After a lot of trial and error, I found that value. It is 0.167 . In my head, this had absolutely no significance whatsoever; but there obviously had to be something so I set about manipulating it in various ways to try to observe a pattern of some kind.

It soon became clear that 0.167 * 6 == 1 , which although an interesting observation, again seemed to have little significance. That is until you note that the refresh rate of the display on my iPhone X that I was testing with is 60Hz , 10 times 6 . At this point, I'm still stabbing blindly in the dark but this was at least a lead that I could explore a bit.

From this, I speculated that the system evaluates changes in layer's positions either every 6ms, or, perhaps more realistically, 10 times per display cycle. This supports the behaviour I am seeing in so far as if the movement value passes is too small (IE it cannot be represented in this 10 times per display cycle theorm), it is simply ignored.

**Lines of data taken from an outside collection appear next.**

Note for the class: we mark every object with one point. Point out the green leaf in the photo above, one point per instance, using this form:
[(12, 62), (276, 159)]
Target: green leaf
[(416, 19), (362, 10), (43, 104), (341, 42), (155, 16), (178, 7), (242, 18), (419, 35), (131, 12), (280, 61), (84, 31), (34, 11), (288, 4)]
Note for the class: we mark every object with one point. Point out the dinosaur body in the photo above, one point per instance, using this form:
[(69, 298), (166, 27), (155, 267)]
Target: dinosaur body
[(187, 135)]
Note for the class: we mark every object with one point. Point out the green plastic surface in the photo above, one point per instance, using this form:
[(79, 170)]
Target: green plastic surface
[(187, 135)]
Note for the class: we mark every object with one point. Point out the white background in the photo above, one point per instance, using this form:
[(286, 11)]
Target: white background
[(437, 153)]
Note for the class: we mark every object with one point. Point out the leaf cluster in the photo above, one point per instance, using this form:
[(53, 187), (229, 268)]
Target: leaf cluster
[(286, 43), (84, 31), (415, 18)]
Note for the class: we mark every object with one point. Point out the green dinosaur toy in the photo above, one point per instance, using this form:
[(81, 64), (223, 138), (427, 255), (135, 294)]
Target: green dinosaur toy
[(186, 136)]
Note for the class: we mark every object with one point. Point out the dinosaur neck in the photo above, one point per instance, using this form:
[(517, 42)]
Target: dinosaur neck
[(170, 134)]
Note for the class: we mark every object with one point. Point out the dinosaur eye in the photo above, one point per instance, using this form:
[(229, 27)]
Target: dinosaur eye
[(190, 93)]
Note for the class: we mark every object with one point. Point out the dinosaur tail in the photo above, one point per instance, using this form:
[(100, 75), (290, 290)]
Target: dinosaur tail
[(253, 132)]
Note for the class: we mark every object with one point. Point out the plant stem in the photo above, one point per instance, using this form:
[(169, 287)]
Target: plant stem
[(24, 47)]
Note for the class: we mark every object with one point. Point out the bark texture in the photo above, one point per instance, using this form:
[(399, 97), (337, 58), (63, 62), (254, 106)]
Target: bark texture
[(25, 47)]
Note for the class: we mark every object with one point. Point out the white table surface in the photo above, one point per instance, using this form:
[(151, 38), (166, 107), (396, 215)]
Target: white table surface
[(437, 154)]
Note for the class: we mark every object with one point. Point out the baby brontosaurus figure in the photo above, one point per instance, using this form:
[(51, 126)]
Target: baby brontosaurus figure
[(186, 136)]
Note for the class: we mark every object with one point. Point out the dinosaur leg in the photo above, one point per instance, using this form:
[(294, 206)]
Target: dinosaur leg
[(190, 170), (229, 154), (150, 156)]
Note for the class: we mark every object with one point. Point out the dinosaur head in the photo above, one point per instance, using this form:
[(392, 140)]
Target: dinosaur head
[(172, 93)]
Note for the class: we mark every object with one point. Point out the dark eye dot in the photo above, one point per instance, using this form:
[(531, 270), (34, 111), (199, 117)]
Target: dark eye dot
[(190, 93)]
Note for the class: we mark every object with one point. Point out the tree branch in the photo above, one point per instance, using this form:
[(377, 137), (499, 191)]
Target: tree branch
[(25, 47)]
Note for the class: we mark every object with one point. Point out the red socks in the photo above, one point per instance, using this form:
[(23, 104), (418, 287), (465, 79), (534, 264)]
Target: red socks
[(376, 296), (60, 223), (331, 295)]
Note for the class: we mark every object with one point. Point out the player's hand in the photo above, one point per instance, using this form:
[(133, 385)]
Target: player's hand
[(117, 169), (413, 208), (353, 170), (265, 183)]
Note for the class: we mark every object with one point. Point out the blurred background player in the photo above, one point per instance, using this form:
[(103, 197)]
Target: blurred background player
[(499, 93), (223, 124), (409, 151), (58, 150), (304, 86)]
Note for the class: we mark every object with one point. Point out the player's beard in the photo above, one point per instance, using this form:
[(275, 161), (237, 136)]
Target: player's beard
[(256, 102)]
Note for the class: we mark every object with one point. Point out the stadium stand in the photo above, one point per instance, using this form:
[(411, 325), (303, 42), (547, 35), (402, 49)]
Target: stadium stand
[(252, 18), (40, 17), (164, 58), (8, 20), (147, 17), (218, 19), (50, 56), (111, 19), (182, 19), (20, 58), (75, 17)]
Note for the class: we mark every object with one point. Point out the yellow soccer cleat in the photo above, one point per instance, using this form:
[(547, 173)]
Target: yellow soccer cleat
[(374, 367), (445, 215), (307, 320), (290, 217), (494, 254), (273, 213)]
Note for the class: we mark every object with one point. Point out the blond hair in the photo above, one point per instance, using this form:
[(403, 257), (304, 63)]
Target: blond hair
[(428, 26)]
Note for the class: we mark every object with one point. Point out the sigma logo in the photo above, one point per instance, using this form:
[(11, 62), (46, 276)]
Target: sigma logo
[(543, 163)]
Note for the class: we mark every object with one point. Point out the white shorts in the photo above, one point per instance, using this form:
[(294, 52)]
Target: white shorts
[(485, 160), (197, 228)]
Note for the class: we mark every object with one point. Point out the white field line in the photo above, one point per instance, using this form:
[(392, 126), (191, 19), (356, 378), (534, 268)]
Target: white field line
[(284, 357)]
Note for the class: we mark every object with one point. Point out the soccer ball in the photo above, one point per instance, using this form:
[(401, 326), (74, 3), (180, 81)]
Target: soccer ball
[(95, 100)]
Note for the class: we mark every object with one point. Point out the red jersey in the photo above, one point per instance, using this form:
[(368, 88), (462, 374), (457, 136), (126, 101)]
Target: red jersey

This is quite a bold speculation so I decided to see if I could gather evidence to support the theory. I fired up my iPad pro which has a 120Hz display (as opposed to the 60Hz display on my iPhone X) to see if there was a trend. Sure enough, there was. The minimum value to see movement was now half what it was on the 60Hz screen . Given the greater refresh rate (double, in fact), and the original assumption of 10 updates per screen cycle, I am now seeing 20 updates per screen cycle, every 6ms , as before. There's definitely a relationship here.

Now I'd like to stress that this is all purely speculation, but at least I can sleep tonight having a good idea as to why this is happening! I'd love to hear other's thoughts, too.